Nodes | Sequence Length | Batch size / GPU: mixed precision, FP32 | Throughput - mixed precision | Throughput - FP32 | Throughput speedup (FP32 to mixed precision) | Weak scaling - mixed precision | Weak scaling - FP32 |
---|---|---|---|---|---|---|---|
1 | 128 | 128,128 | 7772.18 | 2165.04 | 3.59 | 1.00 | 1.00 |
4 | 128 | 128,128 | 29785.31 | 8516.90 | 3.50 | 3.83 | 3.93 |
16 | 128 | 128,128 | 115581.29 | 33699.15 | 3.43 | 14.87 | 15.57 |
32 | 128 | 128,128 | 226156.53 | 66996.73 | 3.38 | 29.10 | 30.94 |
64 | 128 | 128,128 | 444955.74 | 133424.95 | 3.33 | 57.25 | 61.63 |
1 | 512 | 16,16 | 1260.06 | 416.92 | 3.02 | 1.00 | 1.00 |
4 | 512 | 16,16 | 4781.19 | 1626.76 | 2.94 | 3.79 | 3.90 |
16 | 512 | 16,16 | 18405.65 | 6418.09 | 2.87 | 14.61 | 15.39 |
32 | 512 | 16,16 | 36071.06 | 12713.67 | 2.84 | 28.63 | 30.49 |
64 | 512 | 16,16 | 69950.86 | 25245.96 | 2.77 | 55.51 | 60.55 |
Our results were obtained by running the biobert/scripts/ner_bc5cdr-chem.sh
training script in the TensorFlow 19.08-py3 NGC container on NVIDIA DGX-2 with 16x V100 32G GPUs.

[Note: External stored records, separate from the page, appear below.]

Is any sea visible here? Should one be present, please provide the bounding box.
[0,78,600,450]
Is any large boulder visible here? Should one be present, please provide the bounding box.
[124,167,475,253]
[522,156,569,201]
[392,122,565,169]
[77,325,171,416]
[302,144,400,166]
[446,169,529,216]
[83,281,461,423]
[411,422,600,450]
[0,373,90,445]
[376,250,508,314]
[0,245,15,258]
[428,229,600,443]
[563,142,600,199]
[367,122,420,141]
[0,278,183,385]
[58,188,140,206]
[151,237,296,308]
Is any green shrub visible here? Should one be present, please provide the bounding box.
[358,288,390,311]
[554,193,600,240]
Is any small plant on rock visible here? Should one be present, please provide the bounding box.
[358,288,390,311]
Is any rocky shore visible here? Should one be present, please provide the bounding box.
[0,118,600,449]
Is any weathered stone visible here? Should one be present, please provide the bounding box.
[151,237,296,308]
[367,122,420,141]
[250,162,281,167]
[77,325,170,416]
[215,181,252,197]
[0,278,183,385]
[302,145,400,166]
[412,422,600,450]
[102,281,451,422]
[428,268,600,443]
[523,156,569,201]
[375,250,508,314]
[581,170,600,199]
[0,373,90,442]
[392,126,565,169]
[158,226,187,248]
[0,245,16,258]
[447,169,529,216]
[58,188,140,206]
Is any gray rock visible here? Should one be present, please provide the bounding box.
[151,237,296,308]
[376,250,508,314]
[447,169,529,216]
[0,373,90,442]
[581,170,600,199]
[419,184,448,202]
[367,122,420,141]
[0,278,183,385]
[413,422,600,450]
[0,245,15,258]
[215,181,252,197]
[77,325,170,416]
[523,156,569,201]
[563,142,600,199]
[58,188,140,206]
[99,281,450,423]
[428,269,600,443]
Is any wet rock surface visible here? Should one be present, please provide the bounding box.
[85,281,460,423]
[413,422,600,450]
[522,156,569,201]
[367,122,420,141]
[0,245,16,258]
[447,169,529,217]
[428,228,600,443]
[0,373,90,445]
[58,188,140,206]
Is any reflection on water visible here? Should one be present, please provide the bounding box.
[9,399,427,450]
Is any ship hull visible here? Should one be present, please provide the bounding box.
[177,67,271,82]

Performance (in sentences per second) is the mean throughput from 2 epochs.
GPUs | Batch size / GPU | Throughput - FP32 | Throughput - mixed precision | Throughput speedup (FP32 to mixed precision) | Weak scaling - FP32 | Weak scaling - mixed precision |
---|---|---|---|---|---|---|
1 | 64 | 139.59 | 475.54 | 3.4 | 1.00 | 1.00 |
4 | 64 | 517.08 | 1544.01 | 2.98 | 3.70 | 3.25 |
8 | 64 | 1009.84 | 2695.34 | 2.66 | 7.23 | 5.67 |
16 | 64 | 1997.73 | 4268.81 | 2.13 | 14.31 | 8.98 |
To achieve these same results, follow the Quick Start Guide outlined above.